Auszüge aus dem Aufsatz „Soziale Unsicherheit in der Hartz-Gesellschaft“:
Systemwechsel, der Kinder und Jugendliche ab 7 schlechter stellt
„(…) Seit der Jahrtausendwende geht es nicht mehr „bloß“ um moderate Leistungskützungen im sozialen Sicherungssystem, sondern um einen Systemwechsel, anders ausgedrückt: um eine zentrale gesellschaftliche Weichenstellung, die das Gesicht der Bundesrepublik grundlegend veränderte. (…)
Beim Kinderregelsatz stehen sich Unter-7-Jährige seither zwar etwas besser, die älteren Kinder und Jugendliche jedoch schlechter als bis dahin.
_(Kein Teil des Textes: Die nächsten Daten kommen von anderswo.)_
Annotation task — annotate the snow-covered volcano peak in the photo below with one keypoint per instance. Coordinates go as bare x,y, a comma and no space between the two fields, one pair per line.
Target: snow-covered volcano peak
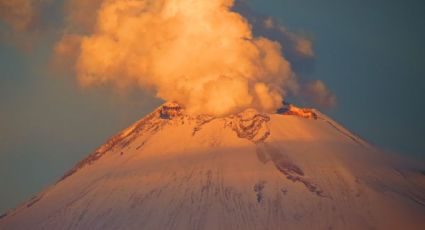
170,110
294,169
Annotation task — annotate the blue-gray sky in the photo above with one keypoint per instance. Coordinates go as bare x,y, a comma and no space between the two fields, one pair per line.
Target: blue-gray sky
370,54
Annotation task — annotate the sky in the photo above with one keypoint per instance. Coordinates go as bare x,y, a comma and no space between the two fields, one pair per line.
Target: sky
370,55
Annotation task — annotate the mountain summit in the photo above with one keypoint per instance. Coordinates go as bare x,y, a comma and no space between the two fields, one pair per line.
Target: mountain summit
295,169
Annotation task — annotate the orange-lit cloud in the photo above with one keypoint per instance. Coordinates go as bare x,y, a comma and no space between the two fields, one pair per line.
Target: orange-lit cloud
198,53
317,93
19,14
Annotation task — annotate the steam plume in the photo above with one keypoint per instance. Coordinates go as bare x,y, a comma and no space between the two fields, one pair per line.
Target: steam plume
198,53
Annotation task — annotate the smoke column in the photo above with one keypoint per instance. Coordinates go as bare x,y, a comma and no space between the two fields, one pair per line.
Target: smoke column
198,53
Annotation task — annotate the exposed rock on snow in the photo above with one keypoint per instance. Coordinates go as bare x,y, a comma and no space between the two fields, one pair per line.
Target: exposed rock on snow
296,169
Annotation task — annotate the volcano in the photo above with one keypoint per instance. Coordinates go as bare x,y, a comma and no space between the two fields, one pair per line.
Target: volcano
294,169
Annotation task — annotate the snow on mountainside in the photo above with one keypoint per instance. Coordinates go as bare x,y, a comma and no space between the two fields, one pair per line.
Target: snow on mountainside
296,169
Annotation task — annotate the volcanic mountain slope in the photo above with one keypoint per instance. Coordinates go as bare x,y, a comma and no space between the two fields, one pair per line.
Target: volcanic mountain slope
296,169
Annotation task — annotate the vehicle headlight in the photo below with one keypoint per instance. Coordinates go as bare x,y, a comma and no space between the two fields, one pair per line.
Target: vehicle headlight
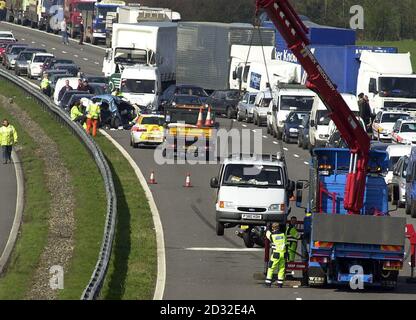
226,204
277,207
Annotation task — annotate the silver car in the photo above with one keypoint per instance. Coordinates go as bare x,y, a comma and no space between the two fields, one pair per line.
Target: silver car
245,108
11,55
399,180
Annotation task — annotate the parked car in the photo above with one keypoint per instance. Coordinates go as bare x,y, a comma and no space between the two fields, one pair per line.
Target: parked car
261,107
23,60
404,132
224,102
147,130
245,108
11,53
115,111
251,197
182,90
399,180
303,137
291,126
35,65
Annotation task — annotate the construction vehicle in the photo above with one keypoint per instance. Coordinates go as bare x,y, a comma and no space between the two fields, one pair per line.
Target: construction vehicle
188,133
352,235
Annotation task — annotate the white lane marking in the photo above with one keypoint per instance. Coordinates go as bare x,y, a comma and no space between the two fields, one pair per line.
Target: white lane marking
226,249
52,35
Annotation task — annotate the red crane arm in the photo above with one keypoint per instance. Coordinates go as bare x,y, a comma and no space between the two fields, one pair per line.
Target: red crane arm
295,32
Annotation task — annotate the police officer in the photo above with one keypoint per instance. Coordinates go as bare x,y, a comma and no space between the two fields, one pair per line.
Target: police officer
292,237
277,261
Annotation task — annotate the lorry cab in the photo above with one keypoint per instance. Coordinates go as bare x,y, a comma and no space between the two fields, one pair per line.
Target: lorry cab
141,85
319,120
388,80
411,184
288,98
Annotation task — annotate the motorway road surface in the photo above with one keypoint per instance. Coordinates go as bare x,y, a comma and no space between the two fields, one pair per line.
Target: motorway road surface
201,265
8,194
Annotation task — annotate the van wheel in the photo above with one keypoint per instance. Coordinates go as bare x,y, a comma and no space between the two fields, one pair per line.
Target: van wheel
219,229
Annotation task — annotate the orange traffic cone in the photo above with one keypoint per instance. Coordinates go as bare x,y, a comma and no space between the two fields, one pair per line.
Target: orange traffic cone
208,120
188,181
199,123
152,179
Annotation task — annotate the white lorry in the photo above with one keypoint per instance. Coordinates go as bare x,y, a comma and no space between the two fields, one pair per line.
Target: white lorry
141,53
388,80
241,58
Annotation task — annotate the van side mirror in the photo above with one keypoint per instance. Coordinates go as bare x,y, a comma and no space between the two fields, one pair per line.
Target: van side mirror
214,183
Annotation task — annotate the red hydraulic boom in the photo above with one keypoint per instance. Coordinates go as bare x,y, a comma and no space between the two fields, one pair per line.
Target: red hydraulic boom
295,32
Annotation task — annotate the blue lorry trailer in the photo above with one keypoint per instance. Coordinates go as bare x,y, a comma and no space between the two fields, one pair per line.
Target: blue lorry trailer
340,244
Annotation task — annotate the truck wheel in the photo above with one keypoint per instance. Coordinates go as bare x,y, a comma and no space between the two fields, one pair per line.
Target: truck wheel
219,229
248,240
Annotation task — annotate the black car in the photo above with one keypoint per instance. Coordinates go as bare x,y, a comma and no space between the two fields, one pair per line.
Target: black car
303,137
224,102
51,62
182,90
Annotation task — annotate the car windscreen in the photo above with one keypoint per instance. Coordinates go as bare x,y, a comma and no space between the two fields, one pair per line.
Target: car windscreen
408,127
192,91
296,103
393,117
187,100
322,118
253,176
40,58
138,86
153,120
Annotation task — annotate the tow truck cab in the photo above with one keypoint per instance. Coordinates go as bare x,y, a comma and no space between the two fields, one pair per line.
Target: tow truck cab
371,243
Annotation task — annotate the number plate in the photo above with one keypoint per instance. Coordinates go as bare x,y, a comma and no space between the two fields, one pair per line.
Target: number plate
252,216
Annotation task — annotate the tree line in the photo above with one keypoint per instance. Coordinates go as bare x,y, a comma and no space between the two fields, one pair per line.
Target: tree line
384,20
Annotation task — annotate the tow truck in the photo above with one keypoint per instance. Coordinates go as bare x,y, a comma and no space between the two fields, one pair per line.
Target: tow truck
352,234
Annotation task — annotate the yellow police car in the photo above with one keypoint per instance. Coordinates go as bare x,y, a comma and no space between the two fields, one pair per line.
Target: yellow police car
147,130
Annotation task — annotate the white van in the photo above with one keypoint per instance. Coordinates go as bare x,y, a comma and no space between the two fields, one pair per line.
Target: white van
319,120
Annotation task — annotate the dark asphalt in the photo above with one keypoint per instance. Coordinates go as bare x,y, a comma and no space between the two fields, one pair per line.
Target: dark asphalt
188,217
8,194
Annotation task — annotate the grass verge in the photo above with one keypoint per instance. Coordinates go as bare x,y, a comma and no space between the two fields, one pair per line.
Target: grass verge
90,208
133,266
404,46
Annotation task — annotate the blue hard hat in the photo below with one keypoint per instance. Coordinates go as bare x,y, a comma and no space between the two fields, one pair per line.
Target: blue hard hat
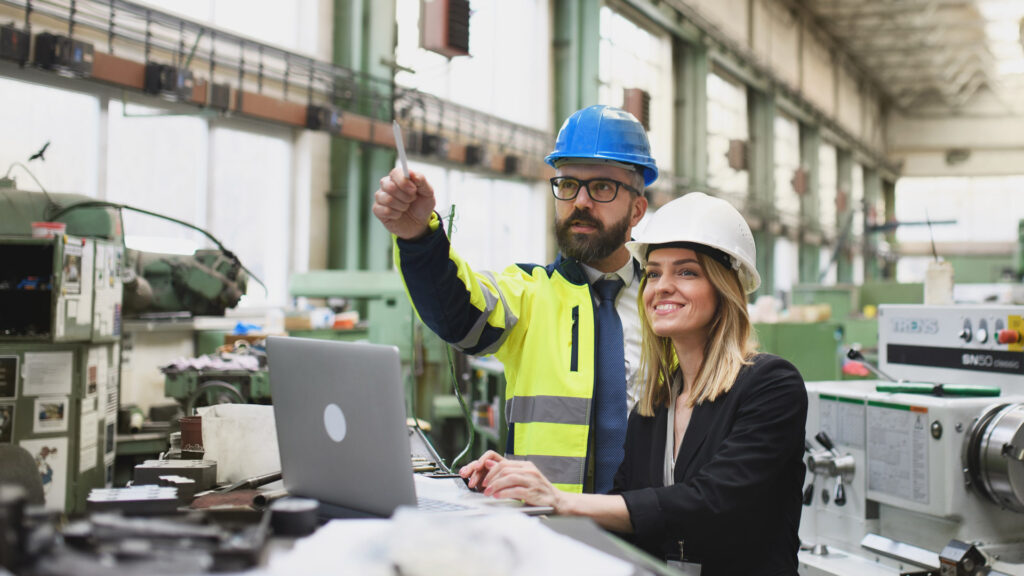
605,132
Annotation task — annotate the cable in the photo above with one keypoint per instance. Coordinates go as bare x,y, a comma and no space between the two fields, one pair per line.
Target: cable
49,201
465,412
455,380
217,243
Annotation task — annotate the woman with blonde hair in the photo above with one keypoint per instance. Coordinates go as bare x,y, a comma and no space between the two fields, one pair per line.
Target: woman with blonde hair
713,466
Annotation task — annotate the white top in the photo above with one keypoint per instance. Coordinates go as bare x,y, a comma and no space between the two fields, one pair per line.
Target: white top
670,430
629,314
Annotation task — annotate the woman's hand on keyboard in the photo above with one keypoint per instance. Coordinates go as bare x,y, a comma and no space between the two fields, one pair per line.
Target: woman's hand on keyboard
475,471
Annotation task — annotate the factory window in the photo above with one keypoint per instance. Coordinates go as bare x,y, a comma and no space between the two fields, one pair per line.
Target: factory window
67,120
633,56
827,188
786,164
827,184
167,174
856,203
976,225
249,209
786,253
726,121
498,221
506,83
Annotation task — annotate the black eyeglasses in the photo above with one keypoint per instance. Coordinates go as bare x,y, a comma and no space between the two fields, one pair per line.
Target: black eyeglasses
600,190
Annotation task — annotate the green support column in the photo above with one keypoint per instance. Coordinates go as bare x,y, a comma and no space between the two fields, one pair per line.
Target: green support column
810,238
365,35
844,221
889,197
872,192
577,42
761,167
690,63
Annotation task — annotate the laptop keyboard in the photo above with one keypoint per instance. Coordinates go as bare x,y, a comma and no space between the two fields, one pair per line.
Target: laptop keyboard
432,504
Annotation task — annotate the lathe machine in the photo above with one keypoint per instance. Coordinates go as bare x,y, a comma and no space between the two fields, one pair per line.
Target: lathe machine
923,474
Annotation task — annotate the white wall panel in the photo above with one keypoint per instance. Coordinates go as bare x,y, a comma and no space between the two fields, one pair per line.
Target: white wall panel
729,15
817,80
781,30
849,112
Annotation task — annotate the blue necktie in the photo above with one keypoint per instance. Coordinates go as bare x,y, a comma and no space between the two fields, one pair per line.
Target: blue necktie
610,394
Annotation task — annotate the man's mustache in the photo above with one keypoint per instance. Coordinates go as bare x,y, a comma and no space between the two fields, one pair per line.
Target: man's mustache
580,217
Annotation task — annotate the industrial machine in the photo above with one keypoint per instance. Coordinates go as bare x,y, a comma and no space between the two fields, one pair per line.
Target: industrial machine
205,283
923,475
62,300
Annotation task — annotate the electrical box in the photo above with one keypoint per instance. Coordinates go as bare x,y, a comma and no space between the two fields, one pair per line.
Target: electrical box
637,103
46,289
64,54
108,294
220,96
429,145
322,118
799,181
59,402
168,81
444,27
475,155
736,155
13,44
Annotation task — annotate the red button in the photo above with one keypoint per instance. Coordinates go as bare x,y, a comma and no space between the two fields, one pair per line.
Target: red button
1009,336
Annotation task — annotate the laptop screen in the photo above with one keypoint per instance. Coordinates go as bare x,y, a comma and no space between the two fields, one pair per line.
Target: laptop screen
341,422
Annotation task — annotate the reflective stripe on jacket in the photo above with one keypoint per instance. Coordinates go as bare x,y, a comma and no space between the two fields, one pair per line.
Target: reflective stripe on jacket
539,322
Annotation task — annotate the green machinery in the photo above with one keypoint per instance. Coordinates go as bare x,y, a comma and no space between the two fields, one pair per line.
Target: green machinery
61,303
816,347
59,359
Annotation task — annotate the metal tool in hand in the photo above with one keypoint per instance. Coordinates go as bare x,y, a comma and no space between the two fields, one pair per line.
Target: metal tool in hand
400,146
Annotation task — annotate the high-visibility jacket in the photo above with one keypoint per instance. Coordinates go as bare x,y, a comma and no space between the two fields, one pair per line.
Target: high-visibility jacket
539,322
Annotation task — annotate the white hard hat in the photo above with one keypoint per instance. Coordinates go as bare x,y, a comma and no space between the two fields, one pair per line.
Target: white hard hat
698,218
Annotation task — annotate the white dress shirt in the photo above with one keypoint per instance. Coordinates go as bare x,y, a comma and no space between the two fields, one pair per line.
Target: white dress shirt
629,314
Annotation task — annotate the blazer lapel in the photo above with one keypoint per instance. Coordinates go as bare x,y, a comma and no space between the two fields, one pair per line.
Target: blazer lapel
696,432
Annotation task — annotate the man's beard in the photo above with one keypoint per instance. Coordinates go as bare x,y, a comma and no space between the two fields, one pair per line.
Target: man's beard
590,248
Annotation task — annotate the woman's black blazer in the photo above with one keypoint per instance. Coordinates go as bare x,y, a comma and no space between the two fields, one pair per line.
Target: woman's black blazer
736,499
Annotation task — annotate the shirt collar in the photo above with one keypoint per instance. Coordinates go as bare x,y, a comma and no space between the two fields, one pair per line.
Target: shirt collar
627,274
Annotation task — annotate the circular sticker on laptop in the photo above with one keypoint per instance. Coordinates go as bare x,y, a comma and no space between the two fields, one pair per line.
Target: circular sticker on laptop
334,422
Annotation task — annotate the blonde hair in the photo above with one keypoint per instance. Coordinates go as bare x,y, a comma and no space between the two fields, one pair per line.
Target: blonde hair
730,344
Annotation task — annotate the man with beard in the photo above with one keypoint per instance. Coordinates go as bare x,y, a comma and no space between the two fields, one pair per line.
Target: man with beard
570,363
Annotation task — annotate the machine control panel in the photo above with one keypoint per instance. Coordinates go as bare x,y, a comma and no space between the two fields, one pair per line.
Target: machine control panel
980,344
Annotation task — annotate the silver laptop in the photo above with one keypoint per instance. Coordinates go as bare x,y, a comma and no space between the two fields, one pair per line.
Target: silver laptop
341,425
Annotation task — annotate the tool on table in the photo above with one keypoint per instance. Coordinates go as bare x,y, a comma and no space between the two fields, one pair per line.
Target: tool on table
252,482
400,146
940,389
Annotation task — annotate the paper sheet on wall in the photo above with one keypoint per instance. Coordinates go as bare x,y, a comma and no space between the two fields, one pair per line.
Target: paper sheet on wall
50,414
51,461
85,306
113,381
88,441
47,373
8,376
6,422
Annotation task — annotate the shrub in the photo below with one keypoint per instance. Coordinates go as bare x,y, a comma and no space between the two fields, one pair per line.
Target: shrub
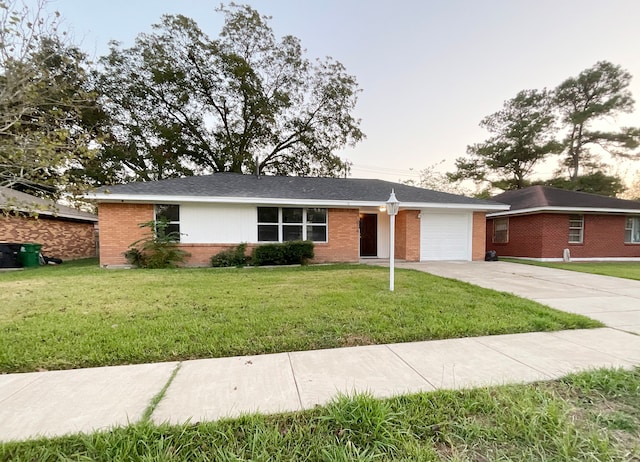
157,250
233,256
288,253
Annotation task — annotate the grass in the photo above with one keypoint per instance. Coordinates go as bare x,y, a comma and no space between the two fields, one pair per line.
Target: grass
81,316
627,270
591,416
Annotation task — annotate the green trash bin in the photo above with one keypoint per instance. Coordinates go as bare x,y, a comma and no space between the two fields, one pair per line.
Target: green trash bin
30,254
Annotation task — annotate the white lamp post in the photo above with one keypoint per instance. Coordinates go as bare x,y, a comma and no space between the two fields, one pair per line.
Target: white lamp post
392,209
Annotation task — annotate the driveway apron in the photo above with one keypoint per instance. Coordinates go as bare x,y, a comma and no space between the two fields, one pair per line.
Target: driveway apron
613,301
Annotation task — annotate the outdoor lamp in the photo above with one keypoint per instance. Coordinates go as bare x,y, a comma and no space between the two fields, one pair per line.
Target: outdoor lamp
392,209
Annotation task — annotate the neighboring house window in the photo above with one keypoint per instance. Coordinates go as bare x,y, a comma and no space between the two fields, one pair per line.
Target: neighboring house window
280,224
632,230
500,230
576,229
170,213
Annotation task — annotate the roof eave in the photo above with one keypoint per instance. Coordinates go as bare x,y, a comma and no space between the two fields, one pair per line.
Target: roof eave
162,199
563,209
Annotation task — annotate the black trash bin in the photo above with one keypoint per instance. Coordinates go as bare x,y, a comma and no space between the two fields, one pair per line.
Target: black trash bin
10,255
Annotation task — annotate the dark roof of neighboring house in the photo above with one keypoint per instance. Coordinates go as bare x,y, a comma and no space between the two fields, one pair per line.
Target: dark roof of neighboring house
13,200
232,185
546,197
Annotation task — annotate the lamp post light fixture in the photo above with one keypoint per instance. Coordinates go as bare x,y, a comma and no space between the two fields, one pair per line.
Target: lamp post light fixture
392,209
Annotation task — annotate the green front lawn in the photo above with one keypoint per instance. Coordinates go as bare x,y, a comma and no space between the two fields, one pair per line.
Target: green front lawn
591,416
627,270
78,315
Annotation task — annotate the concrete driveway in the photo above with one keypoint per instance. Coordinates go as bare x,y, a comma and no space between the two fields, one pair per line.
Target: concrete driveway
613,301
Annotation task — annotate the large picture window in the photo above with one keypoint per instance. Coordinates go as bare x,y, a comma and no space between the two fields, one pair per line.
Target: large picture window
576,229
632,230
171,214
500,230
281,224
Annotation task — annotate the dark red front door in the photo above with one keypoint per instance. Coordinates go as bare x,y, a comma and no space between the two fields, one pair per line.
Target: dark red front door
368,235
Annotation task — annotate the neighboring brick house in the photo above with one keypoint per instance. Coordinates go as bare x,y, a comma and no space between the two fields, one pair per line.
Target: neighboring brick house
343,216
64,232
543,222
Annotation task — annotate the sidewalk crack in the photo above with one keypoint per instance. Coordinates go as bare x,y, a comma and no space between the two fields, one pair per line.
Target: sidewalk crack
295,381
155,401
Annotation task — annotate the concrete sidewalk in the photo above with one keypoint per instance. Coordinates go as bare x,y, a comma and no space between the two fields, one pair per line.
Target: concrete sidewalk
59,402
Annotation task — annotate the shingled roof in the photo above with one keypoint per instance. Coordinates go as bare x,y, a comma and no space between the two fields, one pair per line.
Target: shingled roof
546,198
12,200
232,187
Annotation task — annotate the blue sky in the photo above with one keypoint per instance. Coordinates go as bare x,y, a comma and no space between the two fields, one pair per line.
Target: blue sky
430,70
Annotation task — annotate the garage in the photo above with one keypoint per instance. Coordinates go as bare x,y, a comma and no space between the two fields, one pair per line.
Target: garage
445,236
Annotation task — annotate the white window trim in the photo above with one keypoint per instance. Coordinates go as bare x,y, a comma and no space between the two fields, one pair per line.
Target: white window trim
635,224
493,238
155,218
304,224
580,228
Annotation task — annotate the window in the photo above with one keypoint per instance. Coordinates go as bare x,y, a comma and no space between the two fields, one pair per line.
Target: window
500,230
171,214
632,230
576,229
280,224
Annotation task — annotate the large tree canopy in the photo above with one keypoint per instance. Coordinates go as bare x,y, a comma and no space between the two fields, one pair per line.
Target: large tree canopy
524,133
45,104
596,93
183,103
522,137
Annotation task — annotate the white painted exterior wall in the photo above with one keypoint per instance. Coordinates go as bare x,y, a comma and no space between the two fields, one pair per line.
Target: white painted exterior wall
218,223
445,235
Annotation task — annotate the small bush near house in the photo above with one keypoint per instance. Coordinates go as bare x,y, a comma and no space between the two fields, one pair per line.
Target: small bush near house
157,250
233,256
288,253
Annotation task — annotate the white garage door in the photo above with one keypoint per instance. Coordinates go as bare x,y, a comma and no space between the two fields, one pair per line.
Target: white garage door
445,236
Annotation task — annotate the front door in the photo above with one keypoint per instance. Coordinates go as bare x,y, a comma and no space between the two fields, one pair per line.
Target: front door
368,235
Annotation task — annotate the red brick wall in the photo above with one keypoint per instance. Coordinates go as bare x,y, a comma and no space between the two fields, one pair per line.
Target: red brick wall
478,239
546,235
59,238
119,228
407,246
344,238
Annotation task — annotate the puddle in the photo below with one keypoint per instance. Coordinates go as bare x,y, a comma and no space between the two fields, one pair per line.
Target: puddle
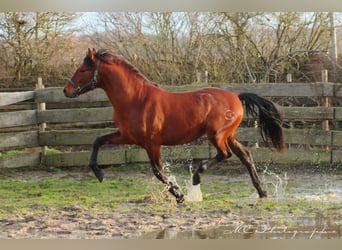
323,188
304,228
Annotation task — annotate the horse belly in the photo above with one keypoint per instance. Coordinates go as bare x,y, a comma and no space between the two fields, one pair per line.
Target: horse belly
178,133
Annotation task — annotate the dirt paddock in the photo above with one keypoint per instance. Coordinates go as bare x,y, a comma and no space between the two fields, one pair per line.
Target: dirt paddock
131,219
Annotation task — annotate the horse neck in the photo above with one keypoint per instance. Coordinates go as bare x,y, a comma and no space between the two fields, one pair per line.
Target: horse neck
121,86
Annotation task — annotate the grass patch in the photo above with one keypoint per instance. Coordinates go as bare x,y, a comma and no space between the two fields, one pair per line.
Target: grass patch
131,189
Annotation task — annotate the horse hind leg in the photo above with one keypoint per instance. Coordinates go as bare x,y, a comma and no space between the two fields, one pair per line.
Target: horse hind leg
246,158
158,171
223,153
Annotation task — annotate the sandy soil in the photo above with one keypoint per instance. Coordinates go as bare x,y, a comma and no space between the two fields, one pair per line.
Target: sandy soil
75,223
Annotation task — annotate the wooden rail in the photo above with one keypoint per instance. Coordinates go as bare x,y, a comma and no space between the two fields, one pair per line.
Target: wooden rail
19,129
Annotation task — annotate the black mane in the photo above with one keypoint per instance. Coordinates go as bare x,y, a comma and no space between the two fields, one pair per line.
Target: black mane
109,58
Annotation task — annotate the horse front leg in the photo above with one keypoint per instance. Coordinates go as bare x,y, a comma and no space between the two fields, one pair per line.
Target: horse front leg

Unter dem Wegfall der „wiederkehrenden einmaligen Leistungen“, etwa für Kleidungsstücke oder defekte Haushaltsgeräte, sowie ihre Einbeziehung in den neuen, gegenüber dem nur leicht angehobenen Regelsatz leiden primär Familien mit Kindern, deren Bedarf in dieser Hinsicht ausgesprochen hoch ist.“
Höheres Armutsrisiko als Disziplinierungsinstrument
„Wenn es ihr (…) „Fallmanager“ verfügt, müssen AlG-II-Bezieher/-innen gegen eine minimale „Mehraufwandsentschädigung“ (…) im öffentlichen Interesse liegende und zusätzliche Arbeit leisten, wollen sie ihren Anspruch auf Unterstützung nicht zu 30 Prozent (und später ganz) einbüßen. Für die Arbeitslosen unter 25 Jahren entfällt der Leistungsanspruch im Ablehnungsfall sofort. Damit unterliegen gerade Jugendliche, Heranwachsende und junge Erwachsene, die sich den oft an Willkür grenzenden Kontrollmaßnahmen der Jobcenter verweigern, einem höheren Armutsrisiko, das als Disziplinierungsinstrument, soziale Drohkulisse und Druckmittel dient, um sie gefügig zu machen. (…)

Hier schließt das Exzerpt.